Gosto de dizer. Direi melhor:
gosto de palavrar. As palavras são para mim corpos tocáveis,
sereias visíveis, sensualidades incorporadas. Talvez porque a sensualidade
real não tem para mim interesse de nenhuma espécie - nem
sequer mental ou de sonho -, transmudou-se-me o desejo para aquilo que
em mim cria ritmos verbais, ou os escuta de outros. Estremeço se
dizem bem. Tal página de Fialho, tal página de Chateaubriand,
fazem formigar toda a minha vida em todas as veias, fazem-me raivar tremulamente
quieto de um prazer inatingível que estou tendo. Tal página,
até, de Vieira, na sua fria perfeição de engenharia
sintáctica, me faz tremer como um ramo ao vento, num delírio
passivo de coisa movida.
Como todos os grandes apaixonados,
gosto da delícia da perda de mim, em que o gozo da entrega se sofre
inteiramente. E, assim, muitas vezes, escrevo sem querer pensar, num devaneio
externo, deixando que as palavras me façam festas, criança
menina ao colo delas. São frases sem sentido, decorrendo mórbidas,
numa fluidez de água sentida, esquecer-se de ribeiro em que as ondas
se misturam e indefinem, tornando-se sempre outras, sucedendo a si mesmas.
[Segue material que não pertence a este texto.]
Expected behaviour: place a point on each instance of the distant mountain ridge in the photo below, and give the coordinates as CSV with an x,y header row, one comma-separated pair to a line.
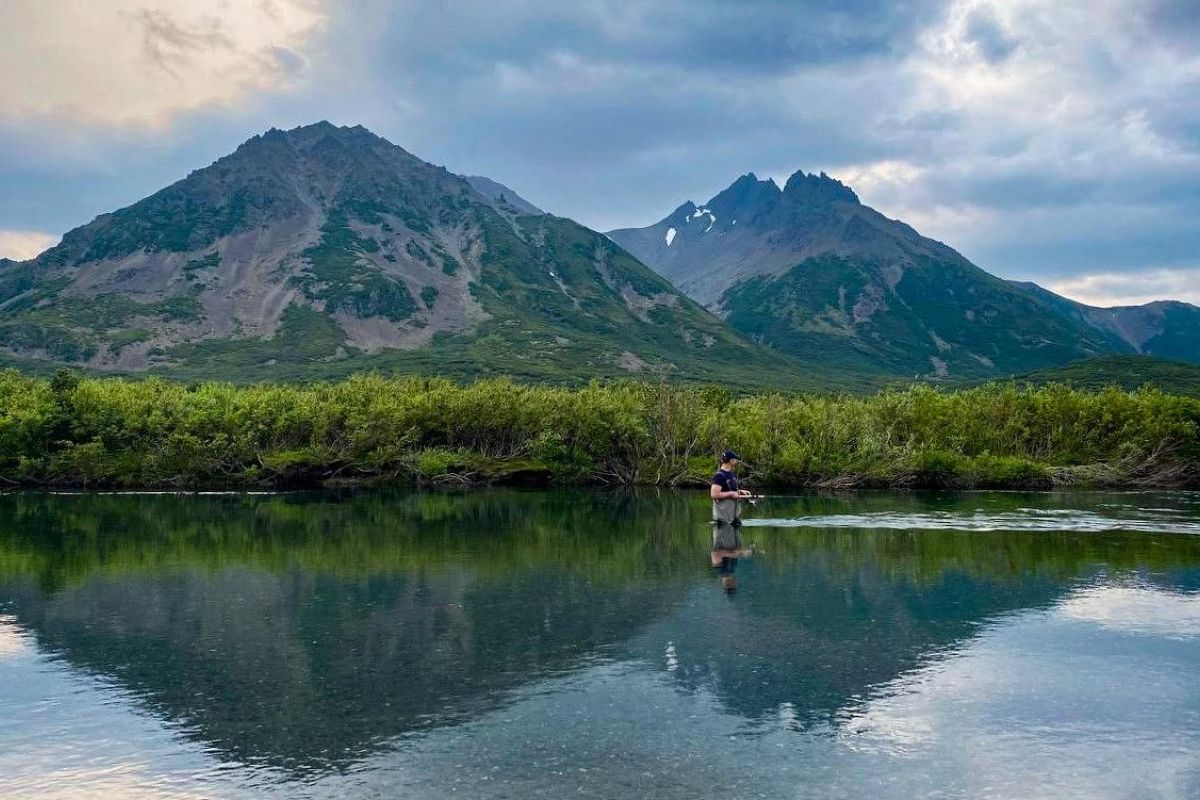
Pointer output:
x,y
810,271
325,250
Assim as ideias, as imagens, trémulas de expressão, passam
por mim em cortejos sonoros de sedas esbatidas, onde um luar de ideia bruxuleia,
malhado e confuso.
Não choro por nada
que a vida traga ou leve. Há porém páginas de prosa
que me têm feito chorar. Lembro-me, como do que estou vendo, da noite
em que, ainda criança, li pela primeira vez numa selecta o passo
célebre de Vieira sobre o rei Salomão. «Fabricou Salomão
um palácio...» E fui lendo, até ao fim, trémulo,
confuso: depois rompi em lágrimas, felizes, como nenhuma felicidade
real me fará chorar, como nenhuma tristeza da vida me fará
imitar. Aquele movimento hierático da nossa clara língua
majestosa, aquele exprimir das ideias nas palavras inevitáveis,
correr de água porque há declive, aquele assombro vocálico
em que os sons são cores ideais - tudo isso me toldou de instinto
como uma grande emoção política. E, disse, chorei:
hoje, relembrando, ainda choro. Não é - não - a saudade
da infância de que não tenho saudades: é a saudade
da emoção daquele momento, a mágoa de não poder
já ler pela primeira vez aquela grande certeza sinfónica.
Não tenho sentimento
nenhum político ou social. Tenho, porém, num sentido, um
alto sentimento patriótico.Minha pátria
é a língua portuguesa. Nada me pesaria que invadissem
ou tomassem Portugal, desde que não me incomodassem pessoalmente.
Mas odeio, com ódio verdadeiro, com o único ódio que
sinto, não quem escreve mal português, não quem não
sabe sintaxe, não quem escreve em ortografia simplificada, mas a
página mal escrita, como pessoa própria, a sintaxe errada,
como gente em que se bata, a ortografia sem ípsilon, como o escarro
directo que me enoja independentemente de quem o cuspisse.
Sim, porque a ortografia
também é gente. A palavra é completa vista e ouvida.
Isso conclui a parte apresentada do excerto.